I was turned on to these here on this very forum. I had no idea a torch lighter of this quality could be had for the pittance it goes for. Mine has worked like a champ for the last ten or so months.


----------



## NavyPiper (Sep 24, 2012)

FWTX said:


> AMAZING!
> (what ball sweat can do!)


That's quite an endorsement, and a great way to keep folks from asking to borrow your lighter! Wow! LOL! mg:

Tooo funny!

happy New Year!

doc


----------



## rocketmann82 (Jun 20, 2010)

I use one every day, they are cheap, always work, and you can use any type of fluid.


----------



## Packerjh (Nov 29, 2009)

exprime8 said:


> i luv the 2 that i have, they work better than my $100 one!


I totally agree...my xikar can be finicky...not so with the Ronson...as long as there is butane it's good to go!


----------



## Fuzzy (Jun 19, 2011)

A Ronson and a CC Perfect Cutter two very inexpensive and very functional items every on the go Puffer should have!

My Ronson suffered through a complete washing in an industrial side loader at the laundromat. Figured it was a goner but,,, tried it and it lit on the first click!

The perfect cheapskate combo!


----------



## Bondo 440 (Jul 24, 2012)

I'll heed your recommendation. Tony. If i see the Ronson Jet, I'll grab one !
After all, you were right about Kitty Litter and the Zippo jet inserts ! :thumb:



Mason16Filz said:


> I got two of them. Best lighter ever!!!
> 
> Even got some Old English 'M' decals to personalize em a bit 8)


Looks great Mason!


----------



## ShortFuse (Jun 6, 2011)

Somebody give this man some RG! KL + Ronson = more cigar budget! Rock on Tony


----------



## AStateJB (Oct 13, 2011)

Bondo 440 said:


> I'll heed your recommendation. Tony. If i see the Ronson Jet, I'll grab one !
> After all, you were right about Kitty Litter and the Zippo jet inserts ! :thumb:


While he would never admit it, you'll find that Tony has a habit of being right. When he speaks, I listen.


----------



## TonyBrooklyn (Jan 28, 2010)

Bondo 440 said:


> I'll heed your recommendation. Tony. If i see the Ronson Jet, I'll grab one !
> After all, you were right about Kitty Litter and the Zippo jet inserts ! :thumb:
> 
> Looks great Mason!





ShortFuse said:


> Somebody give this man some RG! KL + Ronson = more cigar budget! Rock on Tony





AStateJB said:


> While he would never admit it, you'll find that Tony has a habit of being right. When he speaks, I listen.

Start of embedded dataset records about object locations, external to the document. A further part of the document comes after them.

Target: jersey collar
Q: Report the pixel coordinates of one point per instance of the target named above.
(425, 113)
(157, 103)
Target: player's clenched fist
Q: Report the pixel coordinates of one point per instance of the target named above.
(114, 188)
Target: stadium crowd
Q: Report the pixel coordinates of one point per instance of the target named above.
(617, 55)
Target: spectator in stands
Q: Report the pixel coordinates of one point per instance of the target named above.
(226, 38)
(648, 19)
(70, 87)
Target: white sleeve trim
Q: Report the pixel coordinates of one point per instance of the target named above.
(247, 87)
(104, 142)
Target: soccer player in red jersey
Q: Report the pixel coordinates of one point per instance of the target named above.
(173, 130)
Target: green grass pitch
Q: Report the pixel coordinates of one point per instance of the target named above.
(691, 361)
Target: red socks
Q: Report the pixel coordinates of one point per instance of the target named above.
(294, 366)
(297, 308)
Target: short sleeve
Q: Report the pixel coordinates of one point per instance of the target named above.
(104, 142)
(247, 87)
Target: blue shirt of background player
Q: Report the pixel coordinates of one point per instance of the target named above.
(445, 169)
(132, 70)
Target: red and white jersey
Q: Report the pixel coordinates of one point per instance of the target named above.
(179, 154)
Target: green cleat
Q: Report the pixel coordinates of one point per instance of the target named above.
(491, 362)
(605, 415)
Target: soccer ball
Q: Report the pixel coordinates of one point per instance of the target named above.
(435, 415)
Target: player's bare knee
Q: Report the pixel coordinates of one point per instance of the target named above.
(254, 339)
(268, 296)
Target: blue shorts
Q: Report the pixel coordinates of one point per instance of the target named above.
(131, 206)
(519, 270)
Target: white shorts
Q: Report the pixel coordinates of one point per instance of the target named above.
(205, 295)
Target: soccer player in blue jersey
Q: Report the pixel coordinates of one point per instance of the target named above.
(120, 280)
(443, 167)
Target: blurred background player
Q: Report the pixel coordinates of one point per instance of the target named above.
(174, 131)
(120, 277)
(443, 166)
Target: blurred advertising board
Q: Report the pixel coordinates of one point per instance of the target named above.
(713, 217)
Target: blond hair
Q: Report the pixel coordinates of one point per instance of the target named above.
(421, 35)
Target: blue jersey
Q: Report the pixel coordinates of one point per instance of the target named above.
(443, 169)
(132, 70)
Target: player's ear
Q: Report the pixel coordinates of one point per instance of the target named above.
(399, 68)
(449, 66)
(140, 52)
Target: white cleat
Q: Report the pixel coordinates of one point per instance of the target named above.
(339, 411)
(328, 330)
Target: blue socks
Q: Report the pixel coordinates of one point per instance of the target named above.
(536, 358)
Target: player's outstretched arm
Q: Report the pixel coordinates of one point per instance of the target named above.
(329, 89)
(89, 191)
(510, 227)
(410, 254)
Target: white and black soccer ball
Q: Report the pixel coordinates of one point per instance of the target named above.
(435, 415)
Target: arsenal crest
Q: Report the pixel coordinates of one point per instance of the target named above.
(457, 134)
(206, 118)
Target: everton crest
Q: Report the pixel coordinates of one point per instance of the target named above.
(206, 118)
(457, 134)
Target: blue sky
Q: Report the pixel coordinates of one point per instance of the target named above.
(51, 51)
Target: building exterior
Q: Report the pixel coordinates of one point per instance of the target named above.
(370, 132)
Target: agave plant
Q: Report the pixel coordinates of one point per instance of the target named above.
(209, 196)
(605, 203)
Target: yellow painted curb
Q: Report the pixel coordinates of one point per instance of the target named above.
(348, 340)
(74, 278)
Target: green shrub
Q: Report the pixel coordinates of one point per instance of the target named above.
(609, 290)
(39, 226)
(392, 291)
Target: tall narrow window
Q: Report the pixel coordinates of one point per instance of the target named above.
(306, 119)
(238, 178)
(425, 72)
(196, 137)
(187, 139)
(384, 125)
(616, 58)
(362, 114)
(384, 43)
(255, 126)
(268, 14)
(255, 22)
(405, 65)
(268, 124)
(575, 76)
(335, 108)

You guys are too kind really thank you!:yo::biggrin::wink:

Everyone knows i am just an old fruitcake!
:lol::argue::spank:


----------



## [OT] Loki (May 24, 2006)

Packerjh said:


> I totally agree...my xikar can be finicky...not so with the Ronson...as long as there is butane it's good to go!


the xikar i had was rubbish, wouldn't work when it got to half full, and their customer service was less then inspiring. ronsons are great


----------



## Scott W. (Jul 10, 2008)

I had one for four years.....lost it recently. Next time I'm in WallyWorld, I'm grabbing a few.


----------



## Ky70 (Aug 21, 2012)

I'm a fan Tony. Best buy of any cigar accessory I've ever purchased. I "overpaid" for mine in October 2007 as I paid $5 at a CVS pharmacy (my memory isnt this good...I found an old post on another forum where I was discussing this lighter).

I haven't treated it kindly over these 5 years (dropped and banged around more times than I can count, never purging before refilling, 2 years of non use with 2 winters in a cold garage sitting in motor oil and half filled with cheap fuel) but the bad boy lights up every time.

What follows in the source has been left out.